The arrangement works like this: The local issues a child, typically the son or daughter of a union member, a union card. That way, the kid qualifies as an employee. All he has to do is “work” a few hours a year. Once he’s old enough to get a real job on the docks, he’s got seniority – and a high income. Formally, the practice operates in a gray area of legality. Worker seniority is determined by the point at which a union member receives a card, regardless of the number of hours worked. But that doesn’t make it any less an abuse of the system. Unions have every incentive to start children at the youngest possible age in union “jobs.” Reilly’s office turned up one case in which a 2-year-old had been issued a Longshoremen’s card. Assuming that this toddler eventually starts a dock job at age 21, he’d be paid as if he had 19 years of seniority. Currently, that translates to around $28 an hour. By contrast, if he waited until 21 to obtain his union card he’d start out at only $16 an hour. So holding a ghost job since age two translates into a 75 percent pay increase by age 21 – nice work if you can get it. 

 

Perverse incentives aside, the practice has a few explanations. First, for decades, Boston Longshoremen locals have been controlled by heavily Irish ethnic family networks. It’s not uncommon to find a grandfather, a father and a son belonging to the same union at the same time. Second, worker cargo assignments at the Conley (shipping) and Black Falcon (passenger) terminals vary on a daily basis. Anywhere from 50 to 100 longshoremen work the docks on a given day. But they come from a much larger pool of hundreds of union members and nonmember “scallywags” authorized to work when there aren’t enough card-carrying members to fill available shifts. The result of this, says one shipping official, is that a lot of employees work only a few shifts a year. Against this backdrop, it’s easy to see how a toddler could slip onto someone’s payroll unnoticed. Third and finally, ILA locals have locked the shipping companies’ trade group, the Boston Shipping Association, into a contract that keeps wages low for new union members, but at the cost of guaranteeing high wages for longtime members.                   

 

The scam was uncovered earlier this year when some shipping officials noticed that a new union member had the same name as a prominent longshoremen’s 10-year-old granddaughter. A check of her Social Security number by the Massachusetts Port Authority, or Massport, confirmed that she was the same person. Massport, which runs the Port of Boston, did a more extensive records check, discovering that as many as 30 children had been on the payrolls since 1986. The authority turned over records to the Attorney General’s office and the State Police. “The Attorney General is investigating allegations that the seniority of some union members has been fraudulently exaggerated, resulting in excessive wages paid,” said Kurt Schwartz, chief of the agency’s Criminal Bureau. State investigators want to subpoena documents and call witnesses before a grand jury. 

 

ILA Locals 799, 800 and 805 are responding, in so many words, “I didn’t see nuthin’, officer.” Workers at the union hall on Summer Street in South Boston declined to comment on the revelations. A union member who answered the phone would not take down a message from a reporter, explaining, “I don’t know how to write.” ILA international spokesman James McNamara said his union’s ethical practices office will investigate allegations, but only “if there is something concrete.”
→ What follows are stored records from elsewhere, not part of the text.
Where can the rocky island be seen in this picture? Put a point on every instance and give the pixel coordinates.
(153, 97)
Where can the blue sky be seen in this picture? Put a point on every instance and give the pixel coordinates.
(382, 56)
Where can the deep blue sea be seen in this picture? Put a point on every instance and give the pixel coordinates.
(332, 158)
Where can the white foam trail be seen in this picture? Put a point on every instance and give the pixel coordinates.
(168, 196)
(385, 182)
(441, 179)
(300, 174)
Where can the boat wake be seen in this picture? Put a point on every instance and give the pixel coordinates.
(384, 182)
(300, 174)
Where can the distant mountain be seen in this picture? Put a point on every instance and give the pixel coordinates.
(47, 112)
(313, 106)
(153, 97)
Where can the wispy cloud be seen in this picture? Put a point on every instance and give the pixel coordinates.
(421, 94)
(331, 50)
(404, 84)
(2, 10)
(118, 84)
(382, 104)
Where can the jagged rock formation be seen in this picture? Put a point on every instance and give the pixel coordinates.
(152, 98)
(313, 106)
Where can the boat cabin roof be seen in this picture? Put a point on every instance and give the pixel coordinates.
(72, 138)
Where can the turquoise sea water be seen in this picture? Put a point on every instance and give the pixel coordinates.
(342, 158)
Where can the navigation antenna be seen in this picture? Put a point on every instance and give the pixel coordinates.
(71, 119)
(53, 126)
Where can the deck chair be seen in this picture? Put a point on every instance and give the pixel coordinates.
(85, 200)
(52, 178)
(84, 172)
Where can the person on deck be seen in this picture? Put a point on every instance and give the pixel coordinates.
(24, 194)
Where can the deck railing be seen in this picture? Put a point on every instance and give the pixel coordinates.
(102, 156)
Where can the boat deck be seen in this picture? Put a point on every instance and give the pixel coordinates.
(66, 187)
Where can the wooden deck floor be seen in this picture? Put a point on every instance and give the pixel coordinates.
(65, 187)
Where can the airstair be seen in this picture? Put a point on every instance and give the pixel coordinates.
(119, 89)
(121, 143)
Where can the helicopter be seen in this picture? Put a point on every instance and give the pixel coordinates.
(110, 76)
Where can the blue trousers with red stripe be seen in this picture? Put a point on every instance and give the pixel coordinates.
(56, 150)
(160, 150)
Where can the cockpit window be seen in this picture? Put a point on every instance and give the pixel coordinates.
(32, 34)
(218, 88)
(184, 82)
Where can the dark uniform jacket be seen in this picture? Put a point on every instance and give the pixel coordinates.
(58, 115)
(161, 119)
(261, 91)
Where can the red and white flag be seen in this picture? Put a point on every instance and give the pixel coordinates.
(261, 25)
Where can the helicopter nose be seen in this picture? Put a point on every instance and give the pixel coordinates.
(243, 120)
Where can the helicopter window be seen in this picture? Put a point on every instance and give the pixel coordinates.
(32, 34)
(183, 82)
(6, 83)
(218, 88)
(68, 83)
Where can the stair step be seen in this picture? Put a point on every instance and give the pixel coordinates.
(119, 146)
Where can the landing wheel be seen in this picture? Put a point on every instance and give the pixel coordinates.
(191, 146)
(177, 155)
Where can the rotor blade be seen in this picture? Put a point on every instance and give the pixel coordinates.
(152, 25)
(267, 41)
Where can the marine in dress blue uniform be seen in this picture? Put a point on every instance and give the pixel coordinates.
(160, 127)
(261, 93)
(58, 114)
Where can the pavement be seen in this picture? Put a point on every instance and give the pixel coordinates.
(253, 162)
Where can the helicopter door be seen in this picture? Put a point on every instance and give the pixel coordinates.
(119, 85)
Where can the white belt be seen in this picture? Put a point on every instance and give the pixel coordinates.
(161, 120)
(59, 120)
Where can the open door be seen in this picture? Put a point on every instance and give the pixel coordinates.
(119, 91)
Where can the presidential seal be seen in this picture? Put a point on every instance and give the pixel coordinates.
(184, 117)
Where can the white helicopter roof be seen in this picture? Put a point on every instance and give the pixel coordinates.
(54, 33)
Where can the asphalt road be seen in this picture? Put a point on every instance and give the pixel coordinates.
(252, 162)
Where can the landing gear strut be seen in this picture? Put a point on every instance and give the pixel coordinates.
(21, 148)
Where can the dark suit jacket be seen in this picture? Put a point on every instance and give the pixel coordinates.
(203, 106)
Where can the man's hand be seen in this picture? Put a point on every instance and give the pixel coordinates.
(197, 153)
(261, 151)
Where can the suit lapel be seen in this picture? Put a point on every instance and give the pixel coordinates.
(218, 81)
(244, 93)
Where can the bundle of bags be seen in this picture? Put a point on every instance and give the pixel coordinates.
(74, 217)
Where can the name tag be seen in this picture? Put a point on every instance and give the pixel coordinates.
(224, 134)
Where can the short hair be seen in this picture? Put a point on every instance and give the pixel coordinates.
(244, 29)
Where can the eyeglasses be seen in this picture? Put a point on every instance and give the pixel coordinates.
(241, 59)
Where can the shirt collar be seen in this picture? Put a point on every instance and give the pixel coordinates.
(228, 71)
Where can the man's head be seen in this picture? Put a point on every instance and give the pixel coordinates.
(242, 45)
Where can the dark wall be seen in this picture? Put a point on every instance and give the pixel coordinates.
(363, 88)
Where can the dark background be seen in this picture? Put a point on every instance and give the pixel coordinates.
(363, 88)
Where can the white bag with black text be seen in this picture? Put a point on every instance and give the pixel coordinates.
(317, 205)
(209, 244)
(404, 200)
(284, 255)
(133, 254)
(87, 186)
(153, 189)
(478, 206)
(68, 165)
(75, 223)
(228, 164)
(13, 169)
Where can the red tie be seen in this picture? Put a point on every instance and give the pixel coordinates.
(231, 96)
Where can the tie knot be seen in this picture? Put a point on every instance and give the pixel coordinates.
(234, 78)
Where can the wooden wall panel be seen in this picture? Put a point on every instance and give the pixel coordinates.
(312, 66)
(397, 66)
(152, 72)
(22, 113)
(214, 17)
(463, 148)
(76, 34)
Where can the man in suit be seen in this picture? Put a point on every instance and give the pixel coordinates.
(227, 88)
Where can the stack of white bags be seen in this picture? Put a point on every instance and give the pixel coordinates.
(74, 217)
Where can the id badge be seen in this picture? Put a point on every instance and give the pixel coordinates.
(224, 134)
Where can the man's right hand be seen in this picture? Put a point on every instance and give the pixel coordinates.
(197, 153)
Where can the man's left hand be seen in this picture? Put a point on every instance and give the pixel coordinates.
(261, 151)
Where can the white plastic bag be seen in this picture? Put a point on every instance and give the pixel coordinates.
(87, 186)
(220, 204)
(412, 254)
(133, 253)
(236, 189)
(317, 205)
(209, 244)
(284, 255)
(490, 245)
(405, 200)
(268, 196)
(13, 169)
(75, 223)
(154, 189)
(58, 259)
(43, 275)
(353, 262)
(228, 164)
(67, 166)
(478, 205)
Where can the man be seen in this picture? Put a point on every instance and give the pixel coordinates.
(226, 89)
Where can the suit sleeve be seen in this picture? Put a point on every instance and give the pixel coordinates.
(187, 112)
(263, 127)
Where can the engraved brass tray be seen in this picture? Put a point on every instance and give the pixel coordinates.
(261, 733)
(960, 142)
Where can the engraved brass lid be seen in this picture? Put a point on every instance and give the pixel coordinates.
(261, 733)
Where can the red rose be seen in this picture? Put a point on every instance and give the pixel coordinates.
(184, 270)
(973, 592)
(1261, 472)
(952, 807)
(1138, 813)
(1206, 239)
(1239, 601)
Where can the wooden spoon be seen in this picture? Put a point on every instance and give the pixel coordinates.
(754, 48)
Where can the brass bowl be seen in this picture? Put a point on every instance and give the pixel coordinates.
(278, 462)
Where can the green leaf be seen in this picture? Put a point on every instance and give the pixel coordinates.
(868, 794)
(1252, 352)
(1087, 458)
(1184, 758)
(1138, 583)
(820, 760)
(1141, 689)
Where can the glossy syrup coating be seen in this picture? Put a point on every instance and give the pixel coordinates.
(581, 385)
In the long run, the Longshoremen may be their own worst enemy. Inflated wages in Boston have given shipping firms that much more of an incentive to choose ports in New York City, Tidewater Virginia, and Halifax (Nova Scotia) for loading and unloading cargo. As recently as 2000, the three Boston locals under investigation had a combined 250 members. But with more North American ports further automating their systems, the number is down by about 30 percent. (Boston Globe, 6/9).